Concepts#

This library is a collection of DataFusion extensions that enable distributed query execution. You can think of it as normal DataFusion, with the addition that some nodes are capable of streaming data over the network using Arrow Flight instead of through in-memory communication.

Key terminology:

  • Stage: a portion of the plan separated by a network boundary from other parts of the plan. A plan contains one or more stages, each separated by network boundaries.

  • Task: a unit of work in a stage that executes a plan in parallel to other tasks within the stage. Each task in a stage runs on a different worker with its own plan variant — pre-specialized at planning time for the subset of data it is responsible for.

  • Network Boundary: a node in the plan that streams data from a network interface rather than directly from its children nodes.

  • Worker: a physical machine listening to serialized execution plans over an Arrow Flight interface. A task is executed by exactly one worker, but one worker executes many tasks concurrently.

  • Leaf stage: a bottom stage of the plan — one that reads source data (e.g. a DataSourceExec).

  • Head stage: the top stage, executed on a single task by the coordinator. Its output is what the client sees.

concepts.png

You’ll see these concepts mentioned extensively across the documentation and the code itself.

Coming from DataFusion?#

A distributed plan is a normal DataFusion physical plan with a few extra ExecutionPlan nodes inserted at stage boundaries. If you already know DataFusion, this table is most of what you need:

Vanilla DataFusion

Distributed DataFusion

Partition (a thread on one machine)

Task (a machine), each running its own partitions

RepartitionExec(Hash(..))

NetworkShuffleExec (repartitions across tasks)

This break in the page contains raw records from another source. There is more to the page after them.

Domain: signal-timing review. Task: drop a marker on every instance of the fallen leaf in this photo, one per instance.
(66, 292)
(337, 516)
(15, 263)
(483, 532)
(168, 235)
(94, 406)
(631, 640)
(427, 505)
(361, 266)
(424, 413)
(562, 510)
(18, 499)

CoalescePartitionsExec / SortPreservingMergeExec

NetworkCoalesceExec (gathers tasks, no repartition)

BroadcastExec *

NetworkBroadcastExec

* BroadcastExec is a normal single-node operator (not a network boundary), even though it ships with this project. It fills a gap in upstream DataFusion: broadcast repartitioning — copying every input partition to every output partition — which RepartitionExec cannot express. NetworkBroadcastExec is what distributes it across tasks.

The network boundary nodes execute their child on a remote worker over gRPC instead of in-process; everything else is the DataFusion you already know.

What you need (and what’s optional)#

To run distributed queries you need exactly three things:

  1. with_distributed_planner() on the coordinator’s SessionStateBuilder — registers the QueryPlanner that distributes the plan.

  2. A WorkerResolver — tells the planner where the workers are.

  3. One or more Worker gRPC servers running at those URLs.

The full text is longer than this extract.